Posted by Menlo Voter, a resident of the Menlo Park: other neighborhood, on Oct 18, 2011 at 8:02 pm
I think what Peter is saying is that he made a mistake. he thought the union endoresement dinn't come with a quid pro quo. It turned out that it did. he is warning that it is likely the current endorsements come with the same.
Posted by Peter Carpenter, a resident of the Atherton: Lindenwood neighborhood, on Oct 18, 2011 at 8:39 pm Peter Carpenter is a member (registered user) of Almanac Online
The Fire Board tonight adopted the following policy. It would be enlightening if those Fire Board candidates who have accepted the union's endorsement would publicly state that they will adhere to this policy notwithstanding any potentially conflicting commitments that they might have made to the union.
" LABOR RELATIONS COMMUNICATIONS POLICY
MENLO PARK FIRE PROTECTION DISTRICT
The purpose of this policy is to set guidelines for the Board of Directors and District staff, in the interest of promoting fairness and integrity in the process, to avoid actions that would circumvent the District’s designated bargaining teams to ensure that labor negotiations are conducted in good faith.
STATEMENT OF POLICY
It is the policy of the Board of Directors that all of its members and
District staff shall abide by the following guiding principles during any period when labor negotiations are occurring between the District and any District bargaining group.

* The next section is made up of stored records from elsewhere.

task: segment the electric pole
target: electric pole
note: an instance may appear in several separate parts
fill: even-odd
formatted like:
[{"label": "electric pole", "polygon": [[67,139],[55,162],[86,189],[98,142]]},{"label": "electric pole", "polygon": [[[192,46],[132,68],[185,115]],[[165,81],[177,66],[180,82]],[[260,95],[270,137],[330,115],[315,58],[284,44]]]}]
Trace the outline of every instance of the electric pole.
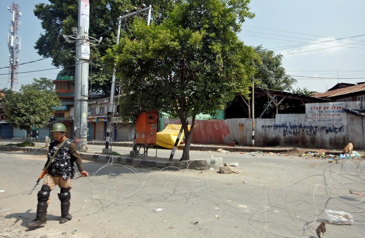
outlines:
[{"label": "electric pole", "polygon": [[88,77],[90,48],[91,46],[99,45],[103,39],[103,37],[97,39],[89,36],[89,0],[78,0],[77,27],[72,27],[73,35],[63,35],[68,42],[76,42],[73,123],[74,140],[78,150],[87,149]]},{"label": "electric pole", "polygon": [[19,57],[18,53],[20,50],[20,38],[18,37],[18,30],[19,29],[22,21],[19,18],[22,16],[22,12],[19,11],[19,5],[13,3],[11,7],[8,10],[12,13],[11,22],[10,25],[10,34],[8,33],[8,46],[10,54],[9,56],[9,79],[8,80],[8,88],[18,91],[18,64]]},{"label": "electric pole", "polygon": [[[151,10],[152,7],[151,5],[148,7],[146,7],[146,5],[144,4],[142,4],[142,6],[138,8],[135,7],[132,10],[133,11],[130,13],[129,11],[126,10],[124,12],[124,15],[122,16],[119,16],[118,18],[118,32],[116,37],[116,44],[119,44],[119,38],[120,34],[120,24],[122,23],[122,20],[126,20],[128,18],[130,18],[132,16],[138,16],[138,15],[143,14],[145,12],[148,12],[148,19],[147,20],[147,25],[150,25],[150,21],[151,18]],[[114,67],[113,69],[113,76],[112,77],[112,85],[110,88],[110,99],[109,99],[109,110],[108,112],[108,126],[107,128],[107,136],[105,142],[105,148],[103,150],[103,152],[106,151],[111,151],[111,150],[109,149],[109,141],[111,140],[110,139],[110,129],[111,127],[112,121],[114,118],[114,90],[115,87],[115,68]]]},{"label": "electric pole", "polygon": [[254,95],[254,88],[255,87],[253,79],[252,79],[252,147],[255,147],[255,97]]}]

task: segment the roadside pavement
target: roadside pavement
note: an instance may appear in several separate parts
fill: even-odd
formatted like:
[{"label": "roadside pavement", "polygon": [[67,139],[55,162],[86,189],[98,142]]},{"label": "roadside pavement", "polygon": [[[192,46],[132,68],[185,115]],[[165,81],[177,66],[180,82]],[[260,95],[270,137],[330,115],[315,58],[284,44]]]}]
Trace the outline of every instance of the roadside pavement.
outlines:
[{"label": "roadside pavement", "polygon": [[[191,153],[195,158],[209,152]],[[239,173],[160,171],[84,161],[90,175],[72,182],[72,220],[58,223],[56,188],[51,193],[47,223],[34,229],[27,224],[35,216],[41,186],[28,193],[45,157],[0,151],[0,236],[315,237],[327,208],[350,212],[358,224],[327,223],[325,237],[364,237],[361,197],[349,192],[364,190],[364,170],[358,169],[363,167],[362,160],[329,164],[312,158],[211,153],[223,154],[224,162],[238,162],[234,168]],[[355,180],[358,182],[351,182]],[[153,211],[159,208],[163,209]]]}]

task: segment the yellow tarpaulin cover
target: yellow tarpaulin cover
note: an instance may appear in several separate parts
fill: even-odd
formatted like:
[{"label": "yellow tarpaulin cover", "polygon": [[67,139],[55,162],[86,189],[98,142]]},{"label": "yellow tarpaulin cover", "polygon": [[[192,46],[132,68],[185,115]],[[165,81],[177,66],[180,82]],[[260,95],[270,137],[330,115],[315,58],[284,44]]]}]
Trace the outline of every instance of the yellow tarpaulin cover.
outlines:
[{"label": "yellow tarpaulin cover", "polygon": [[[188,126],[188,129],[190,131],[190,127],[191,125]],[[166,128],[164,129],[162,131],[157,132],[157,141],[156,143],[160,146],[168,149],[172,149],[175,144],[175,141],[176,140],[177,136],[180,132],[180,129],[181,125],[176,124],[169,124]],[[180,144],[182,138],[184,138],[184,132],[182,130],[181,137],[179,140],[178,146]]]}]

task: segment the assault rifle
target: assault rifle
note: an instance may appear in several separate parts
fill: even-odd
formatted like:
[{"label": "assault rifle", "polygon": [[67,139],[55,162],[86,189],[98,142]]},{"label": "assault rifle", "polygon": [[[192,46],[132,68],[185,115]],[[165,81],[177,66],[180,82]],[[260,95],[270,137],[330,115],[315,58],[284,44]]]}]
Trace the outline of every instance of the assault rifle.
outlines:
[{"label": "assault rifle", "polygon": [[42,171],[42,173],[41,174],[41,175],[40,175],[39,177],[38,177],[38,180],[37,180],[37,183],[36,184],[35,186],[34,186],[34,187],[32,189],[32,190],[30,191],[30,193],[29,193],[29,195],[30,195],[31,194],[32,194],[32,193],[33,192],[33,191],[34,191],[34,189],[35,189],[35,187],[37,186],[37,185],[39,184],[39,181],[41,181],[41,180],[45,177],[45,176],[48,172],[48,169],[45,169],[45,170]]}]

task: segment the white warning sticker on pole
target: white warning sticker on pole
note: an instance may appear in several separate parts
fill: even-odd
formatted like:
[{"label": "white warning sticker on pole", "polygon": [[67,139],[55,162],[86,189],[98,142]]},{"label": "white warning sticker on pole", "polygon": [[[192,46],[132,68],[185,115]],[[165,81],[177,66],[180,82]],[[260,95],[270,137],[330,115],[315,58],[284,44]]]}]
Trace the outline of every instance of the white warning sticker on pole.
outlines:
[{"label": "white warning sticker on pole", "polygon": [[89,28],[90,3],[89,0],[81,0],[81,8],[78,19],[80,27]]},{"label": "white warning sticker on pole", "polygon": [[80,58],[89,60],[90,58],[90,46],[88,42],[82,43],[81,45],[81,57]]}]

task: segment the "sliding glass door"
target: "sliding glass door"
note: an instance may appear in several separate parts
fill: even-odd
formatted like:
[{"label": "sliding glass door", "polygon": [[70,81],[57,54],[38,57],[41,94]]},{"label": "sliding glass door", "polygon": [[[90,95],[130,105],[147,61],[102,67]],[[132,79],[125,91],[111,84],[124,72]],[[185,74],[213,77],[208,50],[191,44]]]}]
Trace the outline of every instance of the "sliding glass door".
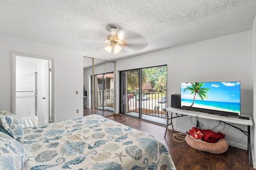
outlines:
[{"label": "sliding glass door", "polygon": [[167,66],[120,72],[120,113],[166,124]]},{"label": "sliding glass door", "polygon": [[94,107],[114,112],[114,72],[95,75]]}]

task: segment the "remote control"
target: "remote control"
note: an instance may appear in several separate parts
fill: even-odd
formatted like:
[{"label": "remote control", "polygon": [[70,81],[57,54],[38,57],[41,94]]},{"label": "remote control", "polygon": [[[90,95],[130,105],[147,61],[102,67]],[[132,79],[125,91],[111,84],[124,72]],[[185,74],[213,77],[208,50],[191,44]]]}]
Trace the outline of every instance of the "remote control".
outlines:
[{"label": "remote control", "polygon": [[239,119],[246,119],[246,120],[249,120],[250,119],[249,117],[244,117],[244,116],[238,116],[238,118]]}]

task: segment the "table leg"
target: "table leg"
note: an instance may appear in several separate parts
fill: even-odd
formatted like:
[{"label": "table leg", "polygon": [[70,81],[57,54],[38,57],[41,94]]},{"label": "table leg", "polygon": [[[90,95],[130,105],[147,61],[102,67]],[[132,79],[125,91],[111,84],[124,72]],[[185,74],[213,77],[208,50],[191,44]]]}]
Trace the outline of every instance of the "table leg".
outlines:
[{"label": "table leg", "polygon": [[164,138],[165,138],[165,136],[166,135],[166,132],[167,132],[167,129],[168,127],[168,125],[169,125],[169,118],[168,117],[168,112],[166,111],[166,118],[167,118],[167,122],[166,122],[166,129],[165,129],[165,134],[164,134]]},{"label": "table leg", "polygon": [[249,158],[249,166],[251,166],[251,139],[250,137],[250,126],[247,126],[247,132],[248,132],[248,145],[247,147],[247,150],[248,151],[248,158]]}]

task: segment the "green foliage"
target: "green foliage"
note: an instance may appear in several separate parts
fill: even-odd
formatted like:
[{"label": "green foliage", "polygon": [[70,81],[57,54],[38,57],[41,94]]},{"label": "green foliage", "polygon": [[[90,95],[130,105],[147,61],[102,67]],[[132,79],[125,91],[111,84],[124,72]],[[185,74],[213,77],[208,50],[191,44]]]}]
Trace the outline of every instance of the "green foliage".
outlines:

1. All labor negotiations will be conducted by designated
representatives at the bargaining table. All District
representatives operate upon the direction of the Board of
2. No individual Board member will individually negotiate with any
bargaining group member.
3. District representatives commit to keeping the Board fully
informed and advising them of all substantive proposals.

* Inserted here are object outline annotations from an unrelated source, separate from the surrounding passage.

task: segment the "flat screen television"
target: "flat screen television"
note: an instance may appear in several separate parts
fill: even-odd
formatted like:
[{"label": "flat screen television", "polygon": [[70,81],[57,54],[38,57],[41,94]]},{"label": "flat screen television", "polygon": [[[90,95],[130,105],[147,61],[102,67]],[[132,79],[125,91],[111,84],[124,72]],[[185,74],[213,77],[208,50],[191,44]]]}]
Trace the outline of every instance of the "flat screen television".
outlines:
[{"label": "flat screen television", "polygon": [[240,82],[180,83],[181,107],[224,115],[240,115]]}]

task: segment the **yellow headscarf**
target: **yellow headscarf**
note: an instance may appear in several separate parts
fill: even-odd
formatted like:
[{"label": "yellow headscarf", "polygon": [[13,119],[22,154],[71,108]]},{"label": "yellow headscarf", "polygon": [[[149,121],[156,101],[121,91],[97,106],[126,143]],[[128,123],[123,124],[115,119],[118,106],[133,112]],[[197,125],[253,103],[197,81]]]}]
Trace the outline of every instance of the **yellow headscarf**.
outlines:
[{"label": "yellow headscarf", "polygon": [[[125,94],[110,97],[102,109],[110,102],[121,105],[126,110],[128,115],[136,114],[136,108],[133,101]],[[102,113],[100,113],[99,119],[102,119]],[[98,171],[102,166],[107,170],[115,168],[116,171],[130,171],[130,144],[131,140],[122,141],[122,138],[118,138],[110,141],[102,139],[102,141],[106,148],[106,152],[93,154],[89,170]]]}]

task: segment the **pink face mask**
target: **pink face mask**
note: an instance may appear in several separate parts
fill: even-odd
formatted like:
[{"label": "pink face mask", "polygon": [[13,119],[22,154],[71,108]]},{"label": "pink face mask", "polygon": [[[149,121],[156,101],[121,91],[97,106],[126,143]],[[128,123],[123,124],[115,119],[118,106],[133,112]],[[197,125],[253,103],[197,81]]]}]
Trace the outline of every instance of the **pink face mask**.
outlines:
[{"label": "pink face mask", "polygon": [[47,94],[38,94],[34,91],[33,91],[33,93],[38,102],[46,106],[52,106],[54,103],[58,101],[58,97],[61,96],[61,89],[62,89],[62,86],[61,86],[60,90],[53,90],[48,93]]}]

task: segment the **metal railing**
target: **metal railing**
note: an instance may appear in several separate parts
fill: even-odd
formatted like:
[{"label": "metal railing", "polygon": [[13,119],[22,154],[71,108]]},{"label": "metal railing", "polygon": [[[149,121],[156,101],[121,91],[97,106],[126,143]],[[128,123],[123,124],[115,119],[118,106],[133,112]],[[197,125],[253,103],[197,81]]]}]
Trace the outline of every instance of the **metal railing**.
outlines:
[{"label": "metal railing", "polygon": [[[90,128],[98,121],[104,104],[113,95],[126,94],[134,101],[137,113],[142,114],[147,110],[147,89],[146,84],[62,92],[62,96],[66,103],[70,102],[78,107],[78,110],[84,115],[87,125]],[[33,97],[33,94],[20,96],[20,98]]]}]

4. Each Board member shall inform the Fire Chief at their earliest
convenience and publicly disclose in open session the general
substance of any communications he or she has had with any
District bargaining group member(s) that has any reference to any
labor negotiations with the District.
5. Consistent with Government Code section 54963, confidentiality
of closed session discussions will be maintained."
Posted by Peter Carpenter, a resident of the Atherton: Lindenwood neighborhood, on Oct 19, 2011 at 6:55 am
Some pertinent comments from our neighboring city:
"So the next question then is WHY does Palo Alto have so many ff's collecting a huge paycheck and retiring at 50 and collecting 90% inflation adjusting salaries for the next 35 years of their post retirement date. The reason is the financial largesse the unions contribute to politicians like Price. Price and her brethren represent the unions not the citizens of Palo Alto. It is a self funding situation. Price and her buddies raise the compensation and benefits of the union employees. The union take part of the increase and make sure Price and her buddies are re-elected. Same thing happens next election cycle. Pretty soon ff's are costing the city $225K a year. All because the rest of us sit on the sidelines and don't get involved."

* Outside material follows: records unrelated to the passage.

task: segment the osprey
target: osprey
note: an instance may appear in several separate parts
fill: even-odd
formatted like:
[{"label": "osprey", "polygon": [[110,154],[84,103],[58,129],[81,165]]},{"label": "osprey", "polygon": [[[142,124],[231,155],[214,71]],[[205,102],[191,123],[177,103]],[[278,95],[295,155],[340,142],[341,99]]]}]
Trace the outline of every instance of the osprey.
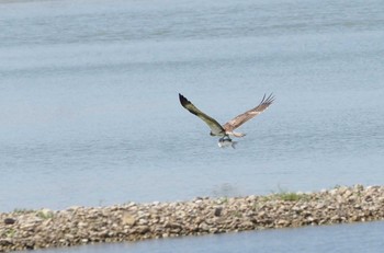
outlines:
[{"label": "osprey", "polygon": [[268,97],[264,96],[262,97],[261,102],[259,105],[257,105],[255,108],[251,108],[235,118],[230,119],[223,126],[214,118],[210,117],[202,111],[200,111],[196,106],[194,106],[191,101],[187,100],[182,94],[179,93],[179,100],[181,105],[190,111],[190,113],[196,115],[201,119],[203,119],[208,127],[211,128],[211,136],[218,136],[221,137],[218,139],[218,147],[225,148],[231,146],[235,148],[235,145],[237,143],[236,141],[233,141],[229,136],[234,137],[244,137],[245,134],[241,133],[236,133],[234,131],[236,128],[241,126],[247,120],[251,119],[252,117],[256,117],[257,115],[261,114],[264,112],[274,101],[274,97],[272,94],[270,94]]}]

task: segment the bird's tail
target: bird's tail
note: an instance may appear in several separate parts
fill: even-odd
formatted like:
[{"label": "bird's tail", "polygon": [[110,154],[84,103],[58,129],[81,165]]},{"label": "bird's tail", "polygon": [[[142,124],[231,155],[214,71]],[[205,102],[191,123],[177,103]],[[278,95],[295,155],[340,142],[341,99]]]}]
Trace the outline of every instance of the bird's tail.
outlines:
[{"label": "bird's tail", "polygon": [[231,135],[235,136],[235,137],[245,137],[246,136],[246,134],[236,133],[236,131],[233,131]]}]

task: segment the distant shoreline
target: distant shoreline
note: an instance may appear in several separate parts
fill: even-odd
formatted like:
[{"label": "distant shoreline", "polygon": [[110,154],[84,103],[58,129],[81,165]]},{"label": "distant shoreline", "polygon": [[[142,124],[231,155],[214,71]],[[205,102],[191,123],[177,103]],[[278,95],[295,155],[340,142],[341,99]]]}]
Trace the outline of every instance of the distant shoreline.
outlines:
[{"label": "distant shoreline", "polygon": [[384,219],[384,186],[0,214],[0,252]]}]

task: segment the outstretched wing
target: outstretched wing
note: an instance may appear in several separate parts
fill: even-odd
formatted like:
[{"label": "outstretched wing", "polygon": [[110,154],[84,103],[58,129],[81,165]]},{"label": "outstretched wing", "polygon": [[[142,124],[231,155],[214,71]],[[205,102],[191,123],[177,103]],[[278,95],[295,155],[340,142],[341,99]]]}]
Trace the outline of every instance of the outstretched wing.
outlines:
[{"label": "outstretched wing", "polygon": [[200,117],[201,119],[203,119],[208,127],[212,130],[212,134],[214,135],[219,135],[219,134],[224,134],[225,130],[222,127],[222,125],[216,122],[214,118],[210,117],[208,115],[206,115],[205,113],[203,113],[202,111],[200,111],[196,106],[194,106],[189,100],[187,100],[182,94],[179,93],[179,100],[181,105],[187,108],[188,111],[190,111],[190,113],[196,115],[197,117]]},{"label": "outstretched wing", "polygon": [[244,114],[240,114],[237,117],[230,119],[229,122],[227,122],[223,126],[223,128],[226,131],[233,131],[234,129],[238,128],[244,123],[251,119],[252,117],[256,117],[257,115],[264,112],[268,108],[268,106],[270,106],[272,104],[273,101],[274,101],[274,97],[272,94],[270,94],[267,99],[266,99],[266,94],[264,94],[264,96],[262,97],[262,100],[258,106],[256,106],[255,108],[251,108],[251,110],[245,112]]}]

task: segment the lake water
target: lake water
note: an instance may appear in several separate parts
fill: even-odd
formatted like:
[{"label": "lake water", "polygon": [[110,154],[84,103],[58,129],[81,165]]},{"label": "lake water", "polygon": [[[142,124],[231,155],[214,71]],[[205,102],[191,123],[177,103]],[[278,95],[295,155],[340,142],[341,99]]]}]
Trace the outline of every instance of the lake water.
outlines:
[{"label": "lake water", "polygon": [[[0,211],[384,184],[382,1],[1,1],[0,31]],[[179,92],[275,103],[219,149]]]}]

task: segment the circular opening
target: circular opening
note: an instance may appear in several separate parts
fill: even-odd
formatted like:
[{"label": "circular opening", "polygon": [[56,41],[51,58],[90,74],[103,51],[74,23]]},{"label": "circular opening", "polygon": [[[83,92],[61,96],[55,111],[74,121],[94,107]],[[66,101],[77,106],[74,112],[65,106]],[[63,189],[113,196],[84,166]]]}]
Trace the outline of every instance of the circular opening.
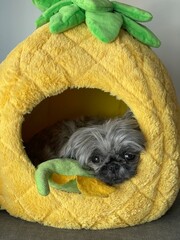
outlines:
[{"label": "circular opening", "polygon": [[[31,162],[37,166],[41,162],[45,161],[45,159],[42,157],[42,154],[38,156],[37,160],[38,151],[42,148],[46,148],[46,150],[44,150],[46,152],[50,151],[48,150],[48,147],[50,146],[48,144],[51,144],[51,142],[54,141],[54,136],[52,136],[51,133],[49,134],[47,132],[47,128],[49,126],[52,126],[57,122],[62,122],[62,120],[74,120],[80,117],[96,117],[98,120],[104,118],[110,119],[114,118],[115,116],[123,115],[126,110],[127,106],[123,103],[123,101],[118,100],[116,97],[111,96],[109,93],[105,93],[101,90],[68,89],[59,95],[43,100],[33,109],[30,114],[25,115],[25,120],[22,125],[22,139],[24,142],[25,151],[29,156]],[[70,128],[71,127],[72,126],[70,126]],[[43,129],[46,131],[44,134],[45,137],[43,135],[42,138],[41,134],[41,138],[38,139],[38,144],[33,143],[33,145],[29,145],[32,137],[38,132],[41,132]],[[56,132],[53,134],[57,134],[57,131],[59,131],[59,129],[57,130],[56,128],[55,131]],[[58,141],[61,141],[61,139],[63,139],[61,136],[62,135],[60,135]],[[57,146],[57,141],[54,144],[53,148],[55,146]],[[46,153],[44,153],[44,155],[45,154]],[[46,156],[51,155],[48,152]],[[53,155],[46,160],[52,158],[57,157]]]},{"label": "circular opening", "polygon": [[113,118],[127,110],[126,104],[98,89],[68,89],[48,97],[26,114],[22,125],[23,142],[57,121],[76,119],[81,116]]}]

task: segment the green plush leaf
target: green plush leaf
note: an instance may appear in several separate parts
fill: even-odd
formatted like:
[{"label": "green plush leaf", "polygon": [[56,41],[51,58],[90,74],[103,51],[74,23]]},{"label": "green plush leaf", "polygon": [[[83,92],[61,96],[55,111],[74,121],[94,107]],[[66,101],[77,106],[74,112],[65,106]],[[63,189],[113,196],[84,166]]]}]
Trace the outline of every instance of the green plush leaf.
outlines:
[{"label": "green plush leaf", "polygon": [[[82,169],[79,162],[72,159],[53,159],[41,163],[35,172],[35,181],[39,194],[47,196],[50,192],[49,185],[58,189],[69,189],[78,192],[76,184],[69,181],[69,184],[59,185],[51,180],[52,175],[61,174],[65,176],[93,177],[91,172]],[[65,186],[64,186],[65,185]]]},{"label": "green plush leaf", "polygon": [[53,187],[57,190],[71,192],[71,193],[80,193],[78,186],[77,186],[76,179],[70,180],[69,182],[67,182],[65,184],[58,184],[58,183],[55,183],[54,181],[52,181],[52,179],[50,179],[49,184],[51,187]]},{"label": "green plush leaf", "polygon": [[32,0],[34,5],[39,8],[42,12],[47,10],[53,4],[59,2],[61,0]]},{"label": "green plush leaf", "polygon": [[152,14],[124,3],[113,2],[114,10],[124,14],[125,16],[139,22],[147,22],[152,20]]},{"label": "green plush leaf", "polygon": [[72,4],[71,0],[62,0],[53,4],[50,8],[43,12],[43,14],[36,20],[36,27],[41,27],[50,21],[50,18],[55,15],[62,7]]},{"label": "green plush leaf", "polygon": [[50,18],[52,33],[64,32],[85,21],[84,12],[75,4],[62,7],[58,13]]},{"label": "green plush leaf", "polygon": [[80,8],[89,12],[108,12],[113,10],[113,4],[109,0],[72,0]]},{"label": "green plush leaf", "polygon": [[159,47],[161,45],[160,40],[151,30],[126,16],[123,16],[123,28],[140,42],[150,47]]},{"label": "green plush leaf", "polygon": [[86,24],[92,34],[103,42],[112,42],[119,34],[123,23],[121,14],[86,12]]}]

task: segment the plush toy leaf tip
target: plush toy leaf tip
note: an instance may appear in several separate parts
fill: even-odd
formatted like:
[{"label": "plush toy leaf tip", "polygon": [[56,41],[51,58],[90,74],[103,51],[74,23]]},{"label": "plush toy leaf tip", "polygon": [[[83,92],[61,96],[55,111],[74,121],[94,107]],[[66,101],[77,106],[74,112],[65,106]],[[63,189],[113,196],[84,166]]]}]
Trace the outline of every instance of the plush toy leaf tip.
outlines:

Posted by Thanks Roy, a resident of the Menlo Park: other neighborhood, on Oct 19, 2011 at 10:37 am
Truth, exactly WHAT did the council members do again for the two tier union agreements again? Answer: Nothing. They piggybacked on the Measure L Committee's success, and decided that they better get on board. Roy was the Co-Chair, he deserves at least half the credit!
Posted by Peter Carpenter, a resident of the Atherton: Lindenwood neighborhood, on Oct 19, 2011 at 10:43 am
TR asks:"exactly WHAT did the council members do again for the two tier union agreements again"
They made it City policy - something that Measure L did not do.
We have a representative form of local government and the MP Council had the courage touch the third rail of public pensions. They were not the first to do so nor will they be the last but they did it. They were certainly encouraged by Measure L but not they were not compelled to act as they did.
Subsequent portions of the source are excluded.